Accumulating evidence indicates that T cells play an important role in the immune response to SARS‐CoV‐2 infection. , , , Over 80% of hospitalized patients with COVID‐19 are lymphopenic, with reduced CD8+ and CD4+ T‐cell counts that correlate negatively with survival. , Reduced T‐cell counts are particularly prevalent in older COVID‐19 patients and those admitted to the intensive care unit. In organ transplantation recipients, the use of immunosuppressive agents targeting cellular immune signaling pathways inhibits rejection mediated by the patient's immune response and is critical to graft survival. These patients are at higher risk of severe or fatal COVID‐19 due to reduced T cell counts. , , Several groups are exploring the possibility of treating COVID‐19 using the adoptive transfer of SARS‐CoV‐2–specific T cells from convalescent donors. , , This work is based on decades of research on the use of adoptive VSTs for the treatment of refractory and opportunistic infections in immunocompromised patients, such as those who have undergone transplantation. , , The present case is the first time such a therapy has been used to treat a solid‐organ transplant recipient with COVID‐19 due to SARS‐CoV‐2 infection.

ALVR109 is designed to arrest the progression of COVID‐19 by eradicating SARS‐CoV‐2 virus‐infected cells by supplying SARS‐CoV‐2–specific T cells. ALVR109 was developed employing an approach that has been successfully used to make virus‐specific T cell products for treating or preventing viral infections in other contexts. Posoleucel (ALVR105), which is made up of T cells specific for opportunistic infections that occur following allogeneic stem cell or solid organ transplants, has been shown to be safe and effective against Epstein‐Barr virus, adenovirus, cytomegalovirus, BK virus, and human herpesvirus 6. Like posoleucel, ALVR109 is intended for patients matched at a minimum of 2 HLA alleles to the patient and/or donated organ. Given that it is restricted to memory T cells specifically targeting SARS‐CoV‐2, ALVR109 does not produce a generalized boosting of immune function, which may reduce the risk of off‐target effects in transplant patients, such as rejection, graft versus host disease, and cytokine storm. However, many questions concerning the management of COVID‐19 in transplant patients remain unanswered, including best practices for the adjustment of maintenance immunosuppression.

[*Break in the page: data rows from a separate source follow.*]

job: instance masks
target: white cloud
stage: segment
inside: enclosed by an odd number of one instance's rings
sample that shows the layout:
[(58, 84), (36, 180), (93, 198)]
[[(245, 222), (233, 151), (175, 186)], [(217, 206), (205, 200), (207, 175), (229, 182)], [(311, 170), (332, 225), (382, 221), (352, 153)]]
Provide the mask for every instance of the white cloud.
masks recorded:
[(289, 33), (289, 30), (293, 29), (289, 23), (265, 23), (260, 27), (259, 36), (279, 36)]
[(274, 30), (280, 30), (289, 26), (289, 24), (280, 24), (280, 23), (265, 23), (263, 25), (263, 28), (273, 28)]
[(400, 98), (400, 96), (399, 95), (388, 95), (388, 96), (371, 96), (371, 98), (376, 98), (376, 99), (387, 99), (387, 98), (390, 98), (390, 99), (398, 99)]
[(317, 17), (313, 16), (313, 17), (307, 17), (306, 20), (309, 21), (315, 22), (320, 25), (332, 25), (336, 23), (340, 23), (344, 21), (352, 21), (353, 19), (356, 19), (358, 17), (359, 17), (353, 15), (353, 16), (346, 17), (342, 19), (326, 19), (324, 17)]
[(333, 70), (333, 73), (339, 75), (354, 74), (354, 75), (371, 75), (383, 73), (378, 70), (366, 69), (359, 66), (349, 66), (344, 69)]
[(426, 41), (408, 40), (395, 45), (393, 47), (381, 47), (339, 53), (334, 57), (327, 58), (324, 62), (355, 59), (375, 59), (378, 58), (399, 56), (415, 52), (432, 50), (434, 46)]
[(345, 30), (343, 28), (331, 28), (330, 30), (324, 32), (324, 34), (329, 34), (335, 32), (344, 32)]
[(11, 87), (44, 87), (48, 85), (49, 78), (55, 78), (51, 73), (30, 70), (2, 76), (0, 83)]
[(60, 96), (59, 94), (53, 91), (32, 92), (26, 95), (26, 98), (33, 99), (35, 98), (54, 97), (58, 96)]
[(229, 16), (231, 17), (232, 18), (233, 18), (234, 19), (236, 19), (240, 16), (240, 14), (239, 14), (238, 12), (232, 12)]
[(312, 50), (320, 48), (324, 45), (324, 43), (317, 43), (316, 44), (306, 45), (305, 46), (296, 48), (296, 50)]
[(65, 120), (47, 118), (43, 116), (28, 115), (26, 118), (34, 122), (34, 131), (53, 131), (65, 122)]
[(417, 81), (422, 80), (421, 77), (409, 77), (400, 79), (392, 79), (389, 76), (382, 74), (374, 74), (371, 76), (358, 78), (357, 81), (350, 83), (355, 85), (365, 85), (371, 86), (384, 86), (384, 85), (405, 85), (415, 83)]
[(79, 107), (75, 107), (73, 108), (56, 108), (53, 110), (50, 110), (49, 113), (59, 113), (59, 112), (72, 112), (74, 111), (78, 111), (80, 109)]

In this report, we have described the case of an immunocompromised patient with persistent SARS‐CoV‐2 delta variant infection who was treated with ALVR109, an off‐the‐shelf SARS‐CoV‐2–specific T cell therapy. The elimination of the infection following the first infusion of ALVR109 is suggestive of a robust virologic response, but confirmation of the safety and efficacy of ALVR109 in patients with COVID‐19 will require further evaluation in randomized, controlled clinical trials.

DISCLOSURE

The authors of this manuscript have conflicts of interest to disclose as described by the American Journal of Transplantation. Ercem Atillasoy, William Marshall, David McNeel, Michael D. Miller are employees of, and hold stock in, AlloVir. Robert L. Gottlieb has received research funds from Gilead Sciences and consulting fees from Gilead Science, Eli Lilly, GSK, Roche, and Johnson & Johnson. Baylor Scott & White Research Institute received funding in exchange for consulting Dr Gottlieb did for Kinevant (Roivant) Sciences. The other authors have no conflicts of interest to disclose.